Holt-Oram syndrome is an autosomal dominant heart-hand syndrome caused by mutations in the TBX5 gene. Overexpression of Tbx5 in the chick proepicardial organ impaired coronary blood vessel formation. However, the potential activity of Tbx5 in the epicardium itself, and the role of Tbx5 in mammalian coronary vasculogenesis, remains largely unknown. To evaluate the consequences of altered Tbx5 gene dosage during proepicardial organ and epicardial development in the embryonic chick and mouse. Retroviral-mediated knockdown or upregulation of Tbx5 expression in the embryonic chick proepicardial organ and proepicardial-specific deletion of Tbx5 in the embryonic mouse (Tbx5(epi-/)) impaired normal proepicardial organ cell development, inhibited epicardial and coronary blood vessel formation, and altered developmental gene expression.

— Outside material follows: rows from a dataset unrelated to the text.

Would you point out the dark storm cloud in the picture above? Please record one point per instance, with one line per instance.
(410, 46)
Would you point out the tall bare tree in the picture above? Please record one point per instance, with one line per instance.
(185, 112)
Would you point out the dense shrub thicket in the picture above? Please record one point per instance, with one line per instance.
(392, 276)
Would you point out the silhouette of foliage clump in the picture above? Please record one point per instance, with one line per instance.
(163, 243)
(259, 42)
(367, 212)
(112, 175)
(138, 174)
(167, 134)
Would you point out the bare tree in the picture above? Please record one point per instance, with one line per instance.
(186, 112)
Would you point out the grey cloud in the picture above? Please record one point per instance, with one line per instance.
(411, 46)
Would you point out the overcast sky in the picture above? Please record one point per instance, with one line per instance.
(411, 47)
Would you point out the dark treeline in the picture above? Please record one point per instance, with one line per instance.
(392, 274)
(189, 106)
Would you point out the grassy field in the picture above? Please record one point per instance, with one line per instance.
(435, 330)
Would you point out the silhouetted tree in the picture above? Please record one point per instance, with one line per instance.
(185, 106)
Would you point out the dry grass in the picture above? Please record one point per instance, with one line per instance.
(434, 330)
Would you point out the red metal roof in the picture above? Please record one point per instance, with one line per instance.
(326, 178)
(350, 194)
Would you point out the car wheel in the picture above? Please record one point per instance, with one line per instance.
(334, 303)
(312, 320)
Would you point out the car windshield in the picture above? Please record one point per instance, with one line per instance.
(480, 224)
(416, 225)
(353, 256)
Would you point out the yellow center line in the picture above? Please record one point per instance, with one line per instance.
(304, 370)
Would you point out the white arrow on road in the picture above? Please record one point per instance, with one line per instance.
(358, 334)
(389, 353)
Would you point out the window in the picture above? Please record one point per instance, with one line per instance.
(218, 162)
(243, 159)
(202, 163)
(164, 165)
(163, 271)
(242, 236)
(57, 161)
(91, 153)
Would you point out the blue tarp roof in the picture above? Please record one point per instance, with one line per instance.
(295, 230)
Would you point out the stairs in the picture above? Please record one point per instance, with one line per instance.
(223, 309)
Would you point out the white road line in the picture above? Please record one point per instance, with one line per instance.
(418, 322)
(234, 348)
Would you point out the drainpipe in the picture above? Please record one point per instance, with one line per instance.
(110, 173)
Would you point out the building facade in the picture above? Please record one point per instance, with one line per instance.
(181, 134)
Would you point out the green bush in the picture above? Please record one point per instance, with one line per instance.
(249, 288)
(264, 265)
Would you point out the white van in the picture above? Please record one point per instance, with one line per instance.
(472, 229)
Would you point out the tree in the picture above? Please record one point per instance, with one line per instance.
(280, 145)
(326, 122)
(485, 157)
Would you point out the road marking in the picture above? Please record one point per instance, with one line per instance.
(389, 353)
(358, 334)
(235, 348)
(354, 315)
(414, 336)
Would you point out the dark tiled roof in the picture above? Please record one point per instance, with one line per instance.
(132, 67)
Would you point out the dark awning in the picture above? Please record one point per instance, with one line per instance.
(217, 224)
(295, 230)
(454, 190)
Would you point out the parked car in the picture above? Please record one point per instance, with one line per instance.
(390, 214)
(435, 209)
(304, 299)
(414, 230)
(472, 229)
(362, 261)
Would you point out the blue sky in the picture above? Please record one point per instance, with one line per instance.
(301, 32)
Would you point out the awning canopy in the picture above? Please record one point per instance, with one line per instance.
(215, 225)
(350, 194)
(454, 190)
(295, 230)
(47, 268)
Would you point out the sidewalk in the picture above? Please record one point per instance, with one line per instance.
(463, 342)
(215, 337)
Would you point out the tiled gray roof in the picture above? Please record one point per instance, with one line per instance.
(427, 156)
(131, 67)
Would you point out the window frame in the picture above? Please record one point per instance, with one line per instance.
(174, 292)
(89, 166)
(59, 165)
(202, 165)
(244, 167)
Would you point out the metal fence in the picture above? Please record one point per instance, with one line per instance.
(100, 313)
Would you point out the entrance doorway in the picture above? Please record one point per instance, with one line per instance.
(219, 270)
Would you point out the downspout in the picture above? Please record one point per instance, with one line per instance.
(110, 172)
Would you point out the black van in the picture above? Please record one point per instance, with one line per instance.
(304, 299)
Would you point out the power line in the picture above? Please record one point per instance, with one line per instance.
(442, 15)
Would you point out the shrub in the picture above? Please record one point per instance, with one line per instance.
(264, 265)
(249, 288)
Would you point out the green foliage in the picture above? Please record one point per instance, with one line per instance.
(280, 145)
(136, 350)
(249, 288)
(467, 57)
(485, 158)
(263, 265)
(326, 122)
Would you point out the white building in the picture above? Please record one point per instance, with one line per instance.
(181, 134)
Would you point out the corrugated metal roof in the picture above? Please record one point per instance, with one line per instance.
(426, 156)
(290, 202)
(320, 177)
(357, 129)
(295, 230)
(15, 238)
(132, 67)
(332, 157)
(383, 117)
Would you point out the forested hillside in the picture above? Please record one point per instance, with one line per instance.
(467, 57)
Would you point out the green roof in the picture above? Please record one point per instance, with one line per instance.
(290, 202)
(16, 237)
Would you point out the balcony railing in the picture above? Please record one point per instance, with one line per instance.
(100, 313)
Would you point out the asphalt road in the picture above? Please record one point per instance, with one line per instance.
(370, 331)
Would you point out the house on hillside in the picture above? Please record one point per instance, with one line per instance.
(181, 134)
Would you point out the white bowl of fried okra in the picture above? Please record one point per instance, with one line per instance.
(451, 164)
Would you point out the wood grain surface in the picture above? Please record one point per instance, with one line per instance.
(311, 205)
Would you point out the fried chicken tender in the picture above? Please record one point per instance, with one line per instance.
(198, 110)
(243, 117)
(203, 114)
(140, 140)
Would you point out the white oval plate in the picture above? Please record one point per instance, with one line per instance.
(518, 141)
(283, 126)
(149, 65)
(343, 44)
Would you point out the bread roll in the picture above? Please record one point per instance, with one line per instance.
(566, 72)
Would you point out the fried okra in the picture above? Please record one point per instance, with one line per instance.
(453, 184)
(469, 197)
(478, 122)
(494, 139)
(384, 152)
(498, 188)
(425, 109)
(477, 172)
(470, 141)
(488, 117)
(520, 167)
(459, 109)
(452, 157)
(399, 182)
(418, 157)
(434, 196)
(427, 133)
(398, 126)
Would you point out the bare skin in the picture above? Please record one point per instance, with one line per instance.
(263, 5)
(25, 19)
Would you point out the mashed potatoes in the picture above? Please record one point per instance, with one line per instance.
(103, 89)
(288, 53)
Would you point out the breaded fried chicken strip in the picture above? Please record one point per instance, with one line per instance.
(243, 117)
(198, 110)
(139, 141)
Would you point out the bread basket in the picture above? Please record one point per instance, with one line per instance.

The generation of epicardial-derived cells and their migration into the myocardium were impaired between embryonic day (E) 13.5 to 15.5 in mutant hearts because of delayed epicardial attachment to the myocardium and subepicardial accumulation of epicardial-derived cells. This caused defective coronary vasculogenesis associated with impaired vascular smooth muscle cell recruitment and reduced invasion of cardiac fibroblasts and endothelial cells into myocardium. In contrast to wild-type hearts that exhibited an elaborate ventricular vascular network, Tbx5(epi-/-) hearts displayed a marked decrease in vascular density that was associated with myocardial hypoxia as exemplified by hypoxia inducible factor-1α upregulation and increased binding of hypoxyprobe-1. Tbx5(epi-/-) mice with such myocardial hypoxia exhibited reduced exercise capacity when compared with wild-type mice. Our findings support a conserved Tbx5 dose-dependent requirement for both proepicardial and epicardial progenitor cell development in chick and in mouse coronary vascular formation.